En pratique, de nombreux facteurs sont pris en compte pour déterminer si des effets coordonnés sont susceptibles de résulter d’une concentration.
La condition de compréhension est d’autant plus facilement remplie que la structure du marché est simple et stable. Si les entreprises sont peu nombreuses sur le marché, qu’elles sont relativement similaires en taille et en activité (produits similaires) et le demeurent (faible innovation), elles seront plus susceptibles de partager une perception commune de la manière dont doit fonctionner la coordination. Dans ce contexte, si l’opération augmente la symétrie entre les acteurs, par exemple si un des opérateurs acquiert un « franc-tireur », les effets coordonnés seront facilités. Tous les éléments qui favorisent les échanges d’information entre concurrents, telles que des données de marché largement partagées, ou qui favorisent des réactions communes, telles que des règles de tarification communes, concourent également à ce résultat.
La condition de détection suppose une transparence du marché qui permet aux entreprises détecter les éventuelles déviations de l’équilibre collusif.
La condition de dissuasion suppose que ces déviations puissent être punies de manière suffisamment sévère pour être découragées a priori. Ainsi, si la collusion tacite consiste à diminuer les quantités pour soutenir artificiellement les prix, la déviation consiste pour un concurrent à produire plus pour s’écarter de l’équilibre oligopolistique. Une punition dissuasive suppose que les concurrents disposent d’importantes capacités de production, permettant de réagir rapidement et avec ampleur à cette déviation, faisant s’effondrer les prix pour tous les opérateurs.
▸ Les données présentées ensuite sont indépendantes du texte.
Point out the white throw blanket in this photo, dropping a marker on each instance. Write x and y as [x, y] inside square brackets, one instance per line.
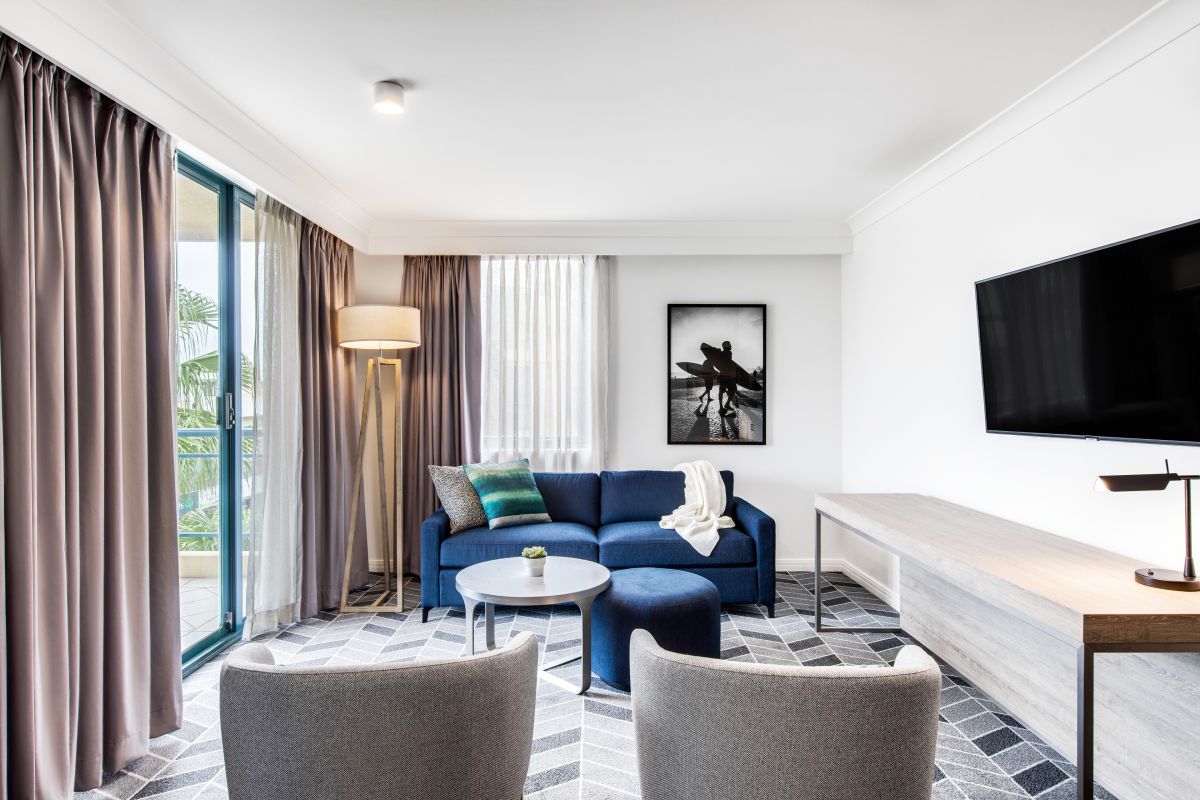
[703, 501]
La punition sera facilitée si les contrats sont courts, sans quoi les concurrents ne peuvent réagir rapidement à la déviation, et si les entreprises sont présentes sur plusieurs marchés, une déviation sur l’un d’entre eux pouvant être punie sur les autres.
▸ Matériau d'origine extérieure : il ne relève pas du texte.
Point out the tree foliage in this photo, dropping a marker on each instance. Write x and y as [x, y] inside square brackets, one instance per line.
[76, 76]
La condition de non-contestation suppose que l’équilibre collusif ne soit pas mis en péril par les concurrents, notamment les nouveaux entrants potentiels, par le biais d’importations ou par le contre-pouvoir de la demande.
Les risques d’effets coordonnés ont été particulièrement mis en valeur dans deux décisions récentes de l’Autorité de la concurrence.
Dans la décision n° 19-DCC-157, l’Autorité a analysé les risques d’effets coordonnés entre France Télévision, TF1 et M6 liés à la création d’une entreprise commune, la plate-forme de vidéo Salto. Certains des engagements acceptés par l’Autorité dans ce dossier visaient à remédier à de tels risques, en particulier des engagements sur la gouvernance de Salto destinés à éviter toute coordination des comportements des trois sociétés mère sur le marché de l’édition et de la commercialisation de chaînes de télévision gratuite en limitant, par exemple, les possibilités de circulation de l’information entre elles.
Dans la décision n° 20-DCC-116, l’Autorité a interdit la prise de contrôle conjoint d’un hypermarché Géant Casino situé dans la banlieue de Troyes par la société Soditroy et l’Association des Centres Distributeurs E. Leclerc. L’Autorité a notamment estimé qu’à l’issue de l’opération la nouvelle entité aurait facilement été en mesure de coordonner tacitement son comportement sur la zone troyenne avec celui de l’enseigne Carrefour. En effet, le marché de la distribution au détail est transparent, et l’opération aurait abouti à un duopole équilibré rendant plausible la dissuasion. Les fortes barrières à l’entrée dans le secteur rendaient impossible la contestation de l’équilibre de duopole.